The Council on American-Islamic Relations sparked renewed controversy this week after CAIR eulogizes convicted cop-killer Jamil Abdullah al-Amin, who died over the weekend while serving a life sentence in federal prison. CAIR executive director Nihad Awad praised the former Black Panther in a statement, saying, “To God we belong and to Him we return. Imam Jamil Al-Amin was a hero of the civil rights movement and a victim of injustice who passed away in a prison, jailed for a crime he did not commit.”
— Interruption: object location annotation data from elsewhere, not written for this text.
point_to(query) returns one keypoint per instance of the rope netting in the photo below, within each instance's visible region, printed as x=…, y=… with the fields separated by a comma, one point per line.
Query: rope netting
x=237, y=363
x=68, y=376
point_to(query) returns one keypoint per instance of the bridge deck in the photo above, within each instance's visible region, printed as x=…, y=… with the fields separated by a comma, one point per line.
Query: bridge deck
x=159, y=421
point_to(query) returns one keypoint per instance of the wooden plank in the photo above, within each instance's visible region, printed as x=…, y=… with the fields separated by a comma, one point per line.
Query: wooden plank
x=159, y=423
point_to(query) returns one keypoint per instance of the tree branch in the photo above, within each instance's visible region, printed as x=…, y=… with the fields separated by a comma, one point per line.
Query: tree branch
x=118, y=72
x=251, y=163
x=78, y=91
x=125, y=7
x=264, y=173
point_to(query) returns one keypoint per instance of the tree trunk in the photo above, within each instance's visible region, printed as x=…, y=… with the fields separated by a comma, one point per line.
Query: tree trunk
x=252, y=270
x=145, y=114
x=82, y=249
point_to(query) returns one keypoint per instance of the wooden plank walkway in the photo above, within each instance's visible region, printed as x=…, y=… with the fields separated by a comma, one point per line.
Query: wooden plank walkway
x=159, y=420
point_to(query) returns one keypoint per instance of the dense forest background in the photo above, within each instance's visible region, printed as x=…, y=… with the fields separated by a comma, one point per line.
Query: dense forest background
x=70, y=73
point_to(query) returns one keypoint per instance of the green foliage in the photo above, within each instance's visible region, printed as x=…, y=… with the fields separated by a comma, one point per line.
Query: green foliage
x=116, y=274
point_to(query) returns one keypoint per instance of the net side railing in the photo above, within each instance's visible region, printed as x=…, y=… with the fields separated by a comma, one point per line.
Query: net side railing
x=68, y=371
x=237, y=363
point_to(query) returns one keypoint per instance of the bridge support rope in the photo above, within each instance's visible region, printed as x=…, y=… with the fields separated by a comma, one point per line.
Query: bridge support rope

Al-Amin—born Hubert Gerold Brown and widely known as H. Rap Brown—rose to prominence during the violent unrest of the 1960s. As the New York Times noted, he said violence is “as American as cherry pie,” once threatened to “burn America down,” and told rioters, “If you’re going to loot, loot yourself a gun store.” After disappearing in 1970 and landing on the FBI’s Most Wanted List, he resurfaced, was convicted of robbery and assault, and served five years in prison, where he converted to Islam.
In 2002, al-Amin again made headlines when a majority-Black jury convicted him of murdering Fulton County deputy sheriff Ricky Kinchen. Though al-Amin claimed the FBI feared “a character coming up among African Americans who could galvanize support,” Kinchen’s partner identified him as the shooter. CAIR nevertheless insisted he was “wrongly convicted.”
The latest statement comes as CAIR faces escalating legal and political pressure. Texas governor Greg Abbott designated the group a foreign terrorist organization, calling it a “direct subsidiary” of the Muslim Brotherhood and citing FBI warnings that the organization acts as a “front group” for Hamas. Abbott vowed, “We will target threats of violence, intimidation, and harassment of our citizens.”
Awad himself remains under scrutiny for saying he was “happy to see” Hamas’s Oct. 7, 2023, massacre of more than 1,200 Israeli civilians.